The demon screamed, “Chuck, I’m burning up! I’m hot, hot, hot, hot and sizzling hot! I’m in Hell’s heat and now I’m on fire!—and it’s all your fault!”
Chuck stood uncomfortably, not knowing what to do.
“What happened to your luv?” the demon teased. “Didn’t it survive your meteoric career and your 10,000 wives? Can’t you do anything to put out my fire?”
“I’ll see if I can find some dew or a leaf of aloe vera.”
He turned and nearly escaped the devil’s clutches, but he was too slow. The immoral serpent wrapped herself around him and whispered, teasingly, “Oh, Chuckie. Look at you! Being president of the world turned you into a little mouse. But don’t worry. A little genital heat will give you strength and youth.”
Her wickedness was overwhelming. Chuck’s resistance faltered. His legs weakened, buckled, and as he kneeled helplessly the whore continued, “So tell me, Chuckie, do you remember my first name?”
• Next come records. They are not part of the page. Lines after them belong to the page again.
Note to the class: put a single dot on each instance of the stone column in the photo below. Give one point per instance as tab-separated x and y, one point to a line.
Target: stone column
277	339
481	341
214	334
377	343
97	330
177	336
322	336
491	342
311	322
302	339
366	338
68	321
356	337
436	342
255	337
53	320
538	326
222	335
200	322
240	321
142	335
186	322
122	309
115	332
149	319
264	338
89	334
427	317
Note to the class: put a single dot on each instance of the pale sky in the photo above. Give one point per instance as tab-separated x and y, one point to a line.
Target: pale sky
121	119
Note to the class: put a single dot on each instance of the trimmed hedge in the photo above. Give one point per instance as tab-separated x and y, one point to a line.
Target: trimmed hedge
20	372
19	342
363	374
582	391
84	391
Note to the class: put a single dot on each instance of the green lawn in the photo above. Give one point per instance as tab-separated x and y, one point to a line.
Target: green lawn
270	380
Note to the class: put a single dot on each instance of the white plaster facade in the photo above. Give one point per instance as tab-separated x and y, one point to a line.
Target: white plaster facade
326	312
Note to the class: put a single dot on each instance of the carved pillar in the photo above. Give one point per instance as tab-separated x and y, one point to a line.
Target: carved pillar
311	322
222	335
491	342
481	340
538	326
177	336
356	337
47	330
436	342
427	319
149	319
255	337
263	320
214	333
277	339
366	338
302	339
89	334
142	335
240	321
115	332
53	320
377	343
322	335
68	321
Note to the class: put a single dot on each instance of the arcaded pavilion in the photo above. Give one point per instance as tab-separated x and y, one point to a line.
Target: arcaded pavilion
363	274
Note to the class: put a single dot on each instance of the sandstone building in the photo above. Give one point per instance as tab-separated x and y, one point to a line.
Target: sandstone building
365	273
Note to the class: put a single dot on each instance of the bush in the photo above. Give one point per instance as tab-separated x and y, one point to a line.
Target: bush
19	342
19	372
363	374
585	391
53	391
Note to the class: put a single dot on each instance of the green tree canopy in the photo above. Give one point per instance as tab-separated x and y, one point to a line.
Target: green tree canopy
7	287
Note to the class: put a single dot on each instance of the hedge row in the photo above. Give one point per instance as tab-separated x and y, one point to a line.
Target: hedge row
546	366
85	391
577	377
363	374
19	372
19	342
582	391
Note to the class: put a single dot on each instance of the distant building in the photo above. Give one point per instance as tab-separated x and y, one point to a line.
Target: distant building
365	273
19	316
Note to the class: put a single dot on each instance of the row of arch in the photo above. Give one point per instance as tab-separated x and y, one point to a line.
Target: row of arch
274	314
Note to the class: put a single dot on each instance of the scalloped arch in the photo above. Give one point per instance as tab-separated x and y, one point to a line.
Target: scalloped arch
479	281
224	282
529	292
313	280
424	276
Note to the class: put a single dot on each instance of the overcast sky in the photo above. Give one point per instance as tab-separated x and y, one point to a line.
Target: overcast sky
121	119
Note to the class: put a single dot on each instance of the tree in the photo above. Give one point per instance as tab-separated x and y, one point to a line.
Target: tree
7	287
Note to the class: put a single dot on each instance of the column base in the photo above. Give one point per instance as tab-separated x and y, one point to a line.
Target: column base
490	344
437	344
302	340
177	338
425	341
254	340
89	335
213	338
“You mean Mad-is-daughter.”
“How about medicine?” he asked, stupidly flattering her.
“That’s cute,” she laughed. “So tell me, what’s a nice guy like you doing in a place like this?”
“Honestly, I don’t know. I helped the Church, saved foreigners, cured the Jews, saved Africa, liberated the Arabs and, as the messiah I chased rabid dogs out of Amerika. I guess God expects too much. What about you? How did you disappoint him?”
“I think I committed just a fe-e-e-e-w too many sins,” was her shameless understatement. Then, grinning, she began listing her sins: “I pissed on God’s Constitution and I did not invest in a wedding, believe in the media or submit to doctors, public schools, middle age sexlessness, corporate servitude, and enslavement to banks and governments. I guess I was quite an economic terrorist.”
“And yet, you raised two kids?”
“Well, I had plenty of help from friends. They still live with me, but Zeus has quite a career planting bananas and Aphrodite makes giant clay pots for homeless people. What about you? Why did you quit that popular reality show? What was it called … Chuck Saves the World!?” she asked, holding him tighter and stroking his grey hair.
“After I burned the script and told the director the plot was a bad joke wrapped in bullshit, I guess I just lost interest,” he lied.
“I think you deserve some kind of reward for that,” she said, squeezing his hand and pursuing an infinitely sinful idea. “Chuckie, how long has it been since you made love, real love?”
“Does making love to God count?” he asked, blushing.
“Not in my book. And all those wives, and you’re still a virgin. Chuck, let me complete you. Let’s make love!”
“Sweet sister! That’s incest!”
“But, isn’t incest a sin?”
The devil lied smiling, “A sin? No-o-o. Incest is only a sin if it isn’t preceded by consent or if it results in conception, so we have nothing to worry about. I haven’t ovulated for many years, and I think Mom taught you how to avoid conception. Do you remember?”
He couldn’t believe his ears. His conscience screamed that it was wrong to love his sister more than spiritually, actually, physically. But he was weak and the Devil was a powerful serpent wrapping itself around him. I told him to pray for help, but his wanton little serpent hardened and before he could defend himself the demon devoured his soul.
I tried not to listen as the horrible singing began!
Afterwards, I begged Chuck to follow me out of Hell, but he dumped Me like a bad disease and cruelly joked: “From now on, my name is ‘Fuck.’”
I wanted to tear out my eyes and ears, but I couldn’t, for I don’t have eyes and ear. Don’t laugh! You filthy bookworm, what do you know about the challenges of being God?!
 By “spiritual luv” the author means digital and symbolical luv—basically “money.”